К Занятнову вернулись Михнов и Никитин — будто бы лишь за советом: люди устали (они действительно устали), не сделать ли привал?
— Пока висят над нами вертушки, надо идти, — ответил Занятнов. — Догоняйте, ребята, роту, помогайте молодым.
Долго ли, коротко ли, но спустились наконец в долину. Перед лагерем Занятнов остановил людей:
— Поработали мы хорошо, вернуться тоже надо красиво, такая здесь традиция. Всем заправиться, запевалам прокашляться. Нашу поем, о разведчиках. Командуй, Богданов.
— С места с песней ша-агом марш!
Песня была хорошей: «Труба, сегодня песню пой о суровой службе в разведроте…» Правда, хрипловатыми были голоса и плохо гнулись ноги. «Сколько долгих дней я мечтал о ней — о суровой настоящей жизни…»
С песней прошагали к лагерной линейке, из штабного модуля вышел командир части, поздравил с возвращением, и я ненадолго покинул новых друзей: надо было вымыться, переодеться. После обеда встретились снова.
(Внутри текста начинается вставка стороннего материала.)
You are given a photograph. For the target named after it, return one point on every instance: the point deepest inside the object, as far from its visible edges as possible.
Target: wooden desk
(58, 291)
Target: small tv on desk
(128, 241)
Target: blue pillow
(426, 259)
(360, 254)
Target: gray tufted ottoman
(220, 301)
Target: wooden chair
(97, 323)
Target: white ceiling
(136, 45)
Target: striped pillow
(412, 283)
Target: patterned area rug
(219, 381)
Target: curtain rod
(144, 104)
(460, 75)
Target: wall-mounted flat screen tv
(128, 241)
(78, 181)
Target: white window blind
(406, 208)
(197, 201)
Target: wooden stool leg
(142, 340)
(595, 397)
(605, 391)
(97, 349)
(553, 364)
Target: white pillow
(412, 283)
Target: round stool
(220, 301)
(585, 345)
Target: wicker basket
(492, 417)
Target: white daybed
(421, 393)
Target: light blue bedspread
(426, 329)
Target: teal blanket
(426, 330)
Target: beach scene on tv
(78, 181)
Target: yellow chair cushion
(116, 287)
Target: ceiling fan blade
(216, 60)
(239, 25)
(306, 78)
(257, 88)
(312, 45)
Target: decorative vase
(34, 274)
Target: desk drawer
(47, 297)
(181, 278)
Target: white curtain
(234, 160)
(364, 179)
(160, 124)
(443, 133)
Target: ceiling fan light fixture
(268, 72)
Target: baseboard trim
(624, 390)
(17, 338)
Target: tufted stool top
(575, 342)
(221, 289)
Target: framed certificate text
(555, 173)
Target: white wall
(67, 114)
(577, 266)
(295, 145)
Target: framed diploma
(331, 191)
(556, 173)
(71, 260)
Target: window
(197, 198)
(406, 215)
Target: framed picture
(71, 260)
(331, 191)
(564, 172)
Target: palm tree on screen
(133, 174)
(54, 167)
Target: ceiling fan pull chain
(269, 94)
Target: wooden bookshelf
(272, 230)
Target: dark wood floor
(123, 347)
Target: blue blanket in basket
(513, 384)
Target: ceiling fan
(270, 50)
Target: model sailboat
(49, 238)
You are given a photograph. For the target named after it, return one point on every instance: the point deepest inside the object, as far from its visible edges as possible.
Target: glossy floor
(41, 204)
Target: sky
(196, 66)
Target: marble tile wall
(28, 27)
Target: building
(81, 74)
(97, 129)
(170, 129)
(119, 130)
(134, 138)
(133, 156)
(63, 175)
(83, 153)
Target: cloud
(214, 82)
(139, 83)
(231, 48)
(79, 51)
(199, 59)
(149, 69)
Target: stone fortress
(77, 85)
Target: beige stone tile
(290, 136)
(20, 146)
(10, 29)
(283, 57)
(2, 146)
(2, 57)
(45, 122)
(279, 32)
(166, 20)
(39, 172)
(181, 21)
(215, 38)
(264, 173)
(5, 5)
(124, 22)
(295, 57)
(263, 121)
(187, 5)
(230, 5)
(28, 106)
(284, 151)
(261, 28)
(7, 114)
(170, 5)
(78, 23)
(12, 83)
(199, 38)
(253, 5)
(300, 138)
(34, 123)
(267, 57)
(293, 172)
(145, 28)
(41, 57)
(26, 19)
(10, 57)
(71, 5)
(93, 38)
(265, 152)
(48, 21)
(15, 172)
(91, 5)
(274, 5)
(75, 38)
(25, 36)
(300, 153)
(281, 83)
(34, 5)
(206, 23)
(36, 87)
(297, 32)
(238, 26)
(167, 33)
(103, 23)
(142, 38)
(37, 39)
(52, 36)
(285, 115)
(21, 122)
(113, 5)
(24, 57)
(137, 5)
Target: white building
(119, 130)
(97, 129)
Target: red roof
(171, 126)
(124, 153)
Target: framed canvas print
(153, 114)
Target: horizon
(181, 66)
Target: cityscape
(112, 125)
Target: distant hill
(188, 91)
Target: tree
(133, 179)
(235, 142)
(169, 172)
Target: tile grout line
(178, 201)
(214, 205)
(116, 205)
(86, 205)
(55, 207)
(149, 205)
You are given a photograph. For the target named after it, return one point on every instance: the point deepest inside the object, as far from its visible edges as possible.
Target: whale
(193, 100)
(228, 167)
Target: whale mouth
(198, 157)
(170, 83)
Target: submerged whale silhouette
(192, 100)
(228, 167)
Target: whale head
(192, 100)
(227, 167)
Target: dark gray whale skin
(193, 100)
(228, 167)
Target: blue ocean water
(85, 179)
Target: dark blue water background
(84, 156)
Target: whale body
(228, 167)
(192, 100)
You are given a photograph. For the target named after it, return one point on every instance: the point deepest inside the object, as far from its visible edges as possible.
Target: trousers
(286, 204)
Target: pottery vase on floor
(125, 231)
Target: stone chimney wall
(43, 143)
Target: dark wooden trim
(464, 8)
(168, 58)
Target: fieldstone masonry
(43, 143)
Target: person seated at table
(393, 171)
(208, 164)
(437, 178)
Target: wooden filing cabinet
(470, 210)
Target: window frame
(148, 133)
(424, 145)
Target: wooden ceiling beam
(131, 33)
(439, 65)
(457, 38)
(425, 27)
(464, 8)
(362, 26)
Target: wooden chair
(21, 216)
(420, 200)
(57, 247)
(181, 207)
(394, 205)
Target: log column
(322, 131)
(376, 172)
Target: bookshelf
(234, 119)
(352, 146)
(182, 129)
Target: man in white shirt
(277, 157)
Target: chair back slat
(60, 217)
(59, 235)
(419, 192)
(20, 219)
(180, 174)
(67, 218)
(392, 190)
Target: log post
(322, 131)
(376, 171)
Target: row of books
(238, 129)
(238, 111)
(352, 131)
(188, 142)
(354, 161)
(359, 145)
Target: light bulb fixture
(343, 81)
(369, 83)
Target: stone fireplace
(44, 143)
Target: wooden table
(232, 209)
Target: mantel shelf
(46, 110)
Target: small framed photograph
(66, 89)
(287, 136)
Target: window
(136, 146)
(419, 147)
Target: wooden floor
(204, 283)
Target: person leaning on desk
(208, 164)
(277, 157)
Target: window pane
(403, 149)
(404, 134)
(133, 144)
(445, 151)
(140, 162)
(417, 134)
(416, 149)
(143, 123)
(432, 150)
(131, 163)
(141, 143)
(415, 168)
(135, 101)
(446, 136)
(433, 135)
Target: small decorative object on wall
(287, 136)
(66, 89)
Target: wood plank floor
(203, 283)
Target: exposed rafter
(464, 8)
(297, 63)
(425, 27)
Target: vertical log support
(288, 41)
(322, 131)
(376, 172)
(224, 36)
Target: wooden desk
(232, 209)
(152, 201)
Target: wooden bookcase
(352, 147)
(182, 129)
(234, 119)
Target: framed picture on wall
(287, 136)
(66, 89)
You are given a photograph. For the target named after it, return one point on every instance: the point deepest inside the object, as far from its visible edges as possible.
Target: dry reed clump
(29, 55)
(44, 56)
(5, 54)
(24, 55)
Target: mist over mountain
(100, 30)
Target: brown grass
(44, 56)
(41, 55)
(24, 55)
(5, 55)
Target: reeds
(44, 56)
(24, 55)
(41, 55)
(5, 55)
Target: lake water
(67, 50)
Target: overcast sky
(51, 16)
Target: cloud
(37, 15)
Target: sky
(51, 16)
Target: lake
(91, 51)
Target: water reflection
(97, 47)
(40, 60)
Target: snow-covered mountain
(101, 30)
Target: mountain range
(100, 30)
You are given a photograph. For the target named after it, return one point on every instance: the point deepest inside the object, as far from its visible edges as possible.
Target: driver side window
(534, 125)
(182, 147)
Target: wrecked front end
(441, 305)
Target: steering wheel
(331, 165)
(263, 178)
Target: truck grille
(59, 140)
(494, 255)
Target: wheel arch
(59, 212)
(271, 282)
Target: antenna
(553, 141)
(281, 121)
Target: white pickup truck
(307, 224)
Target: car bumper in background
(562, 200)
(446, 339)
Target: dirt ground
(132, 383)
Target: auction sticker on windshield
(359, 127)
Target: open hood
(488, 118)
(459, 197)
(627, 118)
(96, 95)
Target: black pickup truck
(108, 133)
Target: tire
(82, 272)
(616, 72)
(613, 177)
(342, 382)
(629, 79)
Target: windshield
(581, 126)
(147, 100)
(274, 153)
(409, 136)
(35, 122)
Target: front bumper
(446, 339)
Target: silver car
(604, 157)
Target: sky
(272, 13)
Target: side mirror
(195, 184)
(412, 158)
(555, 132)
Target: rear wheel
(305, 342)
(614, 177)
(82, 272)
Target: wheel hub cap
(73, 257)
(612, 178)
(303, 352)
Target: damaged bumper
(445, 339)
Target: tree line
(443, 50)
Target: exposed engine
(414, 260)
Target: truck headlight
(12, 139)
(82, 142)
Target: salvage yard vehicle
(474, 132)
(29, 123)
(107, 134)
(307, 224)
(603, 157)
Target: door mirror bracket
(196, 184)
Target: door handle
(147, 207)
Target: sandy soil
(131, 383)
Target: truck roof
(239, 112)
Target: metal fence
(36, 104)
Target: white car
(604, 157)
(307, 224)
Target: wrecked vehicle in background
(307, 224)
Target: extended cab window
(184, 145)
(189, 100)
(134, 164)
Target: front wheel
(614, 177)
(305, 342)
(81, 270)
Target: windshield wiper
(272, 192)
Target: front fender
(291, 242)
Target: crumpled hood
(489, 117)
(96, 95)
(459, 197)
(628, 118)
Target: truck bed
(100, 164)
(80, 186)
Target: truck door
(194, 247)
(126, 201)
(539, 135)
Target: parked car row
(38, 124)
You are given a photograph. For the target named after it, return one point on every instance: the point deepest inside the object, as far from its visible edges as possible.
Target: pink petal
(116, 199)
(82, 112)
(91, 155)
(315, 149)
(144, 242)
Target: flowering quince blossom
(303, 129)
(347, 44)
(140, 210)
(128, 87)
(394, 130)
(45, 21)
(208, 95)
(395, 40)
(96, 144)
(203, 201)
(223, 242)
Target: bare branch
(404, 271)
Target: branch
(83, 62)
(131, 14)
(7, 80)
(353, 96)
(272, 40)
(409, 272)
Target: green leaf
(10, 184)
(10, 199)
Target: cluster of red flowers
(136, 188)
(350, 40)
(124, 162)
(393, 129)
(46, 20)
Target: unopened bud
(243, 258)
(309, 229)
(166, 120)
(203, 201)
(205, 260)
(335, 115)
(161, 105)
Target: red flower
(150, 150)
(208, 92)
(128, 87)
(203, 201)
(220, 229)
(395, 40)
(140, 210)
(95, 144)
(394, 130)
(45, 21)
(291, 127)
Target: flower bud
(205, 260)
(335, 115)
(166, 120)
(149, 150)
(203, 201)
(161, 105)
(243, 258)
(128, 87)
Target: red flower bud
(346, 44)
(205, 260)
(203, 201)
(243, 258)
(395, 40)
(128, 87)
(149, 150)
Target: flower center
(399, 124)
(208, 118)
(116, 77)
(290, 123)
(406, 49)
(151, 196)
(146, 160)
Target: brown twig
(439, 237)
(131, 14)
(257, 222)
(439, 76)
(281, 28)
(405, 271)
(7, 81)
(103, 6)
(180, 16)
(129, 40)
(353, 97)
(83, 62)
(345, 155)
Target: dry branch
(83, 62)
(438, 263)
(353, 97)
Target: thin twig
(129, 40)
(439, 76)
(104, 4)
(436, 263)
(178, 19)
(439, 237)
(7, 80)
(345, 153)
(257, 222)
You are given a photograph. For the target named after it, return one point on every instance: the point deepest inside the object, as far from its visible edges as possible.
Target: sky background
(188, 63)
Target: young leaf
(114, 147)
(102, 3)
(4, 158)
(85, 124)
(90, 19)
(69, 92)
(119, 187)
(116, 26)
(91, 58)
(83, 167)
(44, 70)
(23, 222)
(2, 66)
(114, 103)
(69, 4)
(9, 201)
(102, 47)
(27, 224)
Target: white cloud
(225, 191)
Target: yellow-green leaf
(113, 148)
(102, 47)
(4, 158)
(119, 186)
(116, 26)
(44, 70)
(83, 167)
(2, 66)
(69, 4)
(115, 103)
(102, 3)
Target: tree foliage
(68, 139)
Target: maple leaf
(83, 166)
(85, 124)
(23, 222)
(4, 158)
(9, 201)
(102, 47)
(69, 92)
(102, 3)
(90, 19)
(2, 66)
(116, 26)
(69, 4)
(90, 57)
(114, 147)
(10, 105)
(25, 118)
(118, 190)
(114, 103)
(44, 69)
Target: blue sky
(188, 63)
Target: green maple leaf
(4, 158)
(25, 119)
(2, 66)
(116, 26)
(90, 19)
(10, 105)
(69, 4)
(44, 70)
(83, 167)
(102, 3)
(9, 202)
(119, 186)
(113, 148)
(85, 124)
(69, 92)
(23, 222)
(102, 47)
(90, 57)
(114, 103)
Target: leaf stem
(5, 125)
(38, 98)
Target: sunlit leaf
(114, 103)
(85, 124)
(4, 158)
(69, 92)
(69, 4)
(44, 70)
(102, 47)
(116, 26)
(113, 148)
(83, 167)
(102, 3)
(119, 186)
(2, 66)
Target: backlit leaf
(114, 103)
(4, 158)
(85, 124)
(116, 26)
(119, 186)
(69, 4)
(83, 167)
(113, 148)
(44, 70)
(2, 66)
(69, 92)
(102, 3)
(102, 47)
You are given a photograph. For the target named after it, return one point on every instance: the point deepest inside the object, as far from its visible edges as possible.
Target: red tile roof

Гасан Амиров лежал в палатке на своей угловой койке второго яруса — у него оказалась нередкая здесь лихорадка, в медсанбат идти отказался. Михнов тоже выглядел простуженным, лицо покрылось мелкими каплями пота, но он продолжал шутить:
— В горах был человек человеком, а внизу стал на мухоловную ленту похож.
Никитин курил в беседке, перелистывал свой альбом. Рядом был замполит роты старший лейтенант Владимир Толстов, он тоже с интересом и уважением рассматривал альбом. Переписываю себе в блокнот первую страничку, вот эта запись: «Даже через много лет перед человеком, который прикоснется к этим листам, откроется то, что я пережил. Воскреснут бессонные ночи, подъемы, тревоги, тоска о доме, по матери и друзьям… Все это объединяет в себе слово «Армия».
А заканчивался альбом словами: «Слава советскому солдату, который оставил частицу своей юности на афганской земле».
Толстов задержал руку Никитина, готовую перелистнуть очередную страницу с записью; «Минск — встреча 1982».
— Юра, это не Кухарчик писал?
— Да, мы дали друг другу слово в Союзе встретиться. Золотой парень, верно, Владимир Алексеевич.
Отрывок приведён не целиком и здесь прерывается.